A Theory of Deep Learning

(elonlit.com)

48 points | by elonlit 1 day ago

7 comments

  • ks2048 17 minutes ago
    The relevant paper: "A Theory of Generalization in Deep Learning". https://arxiv.org/abs/2605.01172
  • smokel 17 minutes ago
    This essay seems to be related to the paper "There Will Be a Scientific Theory of Deep Learning" [1] which was discussed here recently [2].

    [1] https://arxiv.org/pdf/2604.21691

    [2] https://news.ycombinator.com/item?id=47893779

  • xdavidliu 9 minutes ago
    i'm on my phone so i can only skim, but on first glance this article reminded me of "toward a quantum hermeneutics". maybe im wrong though, i could only glance at it for around 10 seconds.
  • prideout 45 minutes ago
    This is a fascinating mathematical framework, but the post title might be a bit of an overreach. I often wonder if "a theory of deep learning" could exist that could be stated succinctly and that could predict (1) scaling laws and (2) the surprising reliability of gradient descent.

    Note that I said "predict" not "describe". It feels like we're still in the era of Kepler, not Newton.

  • jdw64 40 minutes ago
    Does anyone happen to know what font this site is using? It looks really elegant.
  • airza 50 minutes ago
    A very fascinating read.

    As a fellow tufte css enjoyer, Why is user select turned off on the sidenotes? I would like to be able to copy paste them quite badly.

  • refulgentis 55 minutes ago
    This is a beautifully written way of saying “Some parts of what the network memorizes affect test behavior, and some don’t.” But that’s not a theory of deep learning, the grand unified theory would explain that.

    We're given a signal channel and a reservoir. Signal lives in the channel, noise lives in the reservoir, and the reservoir supposedly doesn’t show up at test time.

    Okay, but then we have: why would SGD put the right things in the right bucket?

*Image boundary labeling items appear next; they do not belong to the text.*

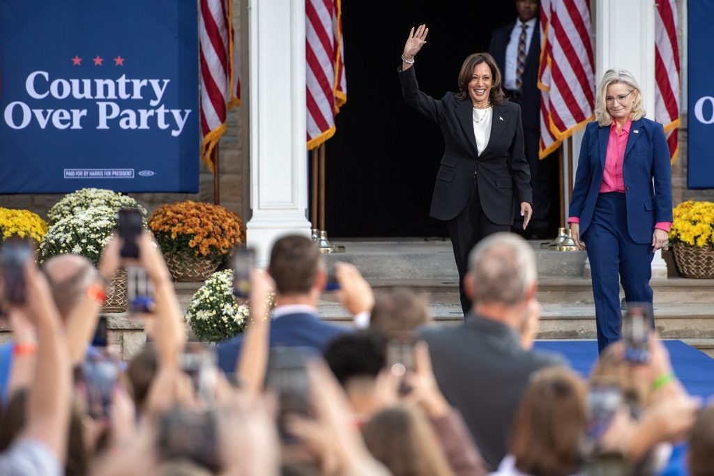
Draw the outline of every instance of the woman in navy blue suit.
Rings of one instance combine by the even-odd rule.
[[[672,181],[664,129],[644,117],[631,73],[605,74],[595,116],[583,137],[568,221],[580,249],[587,245],[602,351],[621,336],[620,283],[627,302],[652,303],[652,258],[672,225]]]

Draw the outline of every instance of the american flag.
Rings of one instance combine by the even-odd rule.
[[[201,156],[214,170],[211,152],[226,131],[228,108],[241,103],[237,51],[231,20],[231,0],[201,0]]]
[[[672,163],[679,143],[679,46],[677,43],[677,6],[675,0],[659,0],[655,16],[655,121],[664,124]]]
[[[540,143],[543,158],[594,118],[588,0],[541,0]]]
[[[347,101],[340,0],[306,0],[307,146],[335,134],[335,114]]]

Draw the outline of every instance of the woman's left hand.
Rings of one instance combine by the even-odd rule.
[[[528,226],[531,217],[533,216],[533,209],[531,203],[528,202],[521,202],[521,216],[523,217],[523,230]]]
[[[667,243],[668,237],[669,233],[664,230],[655,228],[655,232],[652,233],[652,253],[661,250]]]

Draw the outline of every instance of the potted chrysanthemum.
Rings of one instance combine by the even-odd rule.
[[[673,210],[669,239],[684,278],[714,278],[714,203],[688,201]]]
[[[99,206],[78,211],[51,226],[40,242],[39,263],[57,255],[71,253],[84,256],[95,266],[116,227],[116,212]],[[121,313],[126,310],[126,271],[119,270],[111,279],[102,310]]]
[[[47,223],[29,210],[0,207],[0,245],[11,236],[26,238],[39,243],[47,233]]]
[[[199,340],[230,339],[243,332],[250,321],[248,303],[236,301],[233,297],[233,270],[214,273],[191,298],[186,320]],[[268,296],[268,309],[273,307],[273,295]]]
[[[50,225],[62,218],[74,216],[81,211],[94,207],[108,207],[116,213],[120,208],[136,208],[146,220],[146,210],[127,195],[106,188],[81,188],[67,193],[47,211]]]
[[[202,281],[243,243],[243,222],[226,208],[191,201],[164,205],[149,219],[174,279]]]

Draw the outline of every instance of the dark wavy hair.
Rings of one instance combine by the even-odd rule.
[[[463,60],[461,71],[458,74],[458,93],[456,94],[456,98],[463,100],[468,97],[468,82],[471,81],[471,76],[473,76],[473,69],[477,64],[481,63],[486,63],[491,70],[491,90],[488,98],[492,104],[497,106],[503,104],[506,97],[501,87],[501,78],[503,76],[501,76],[501,70],[496,64],[493,56],[488,53],[474,53]]]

    If the answer is “because the reservoir is defined as the stuff that doesn’t transfer to test,” then this is close to circular.

    The Borges/Lavoisier stuff is a tell. "We have unified the field” rhetoric should come after nontrivial predictions and results. Claiming to solve benign overfitting, double descent, grokking, implicit bias, risk of training on population, how to avoid a validation set, and last but not least, skipping training by analytically jumping to the end is 6 theory papers, 3 NeurIPS winners, and a $10B startup. Let's get some results before we tell everyone we unified the field. :) I hope you're right.

    • dwrodri 50 minutes ago
      Admittedly probably some aggrandized boasting here, but I think empirical verification of that Adam modification alone would be a meaningful contribution, unless that's prior work?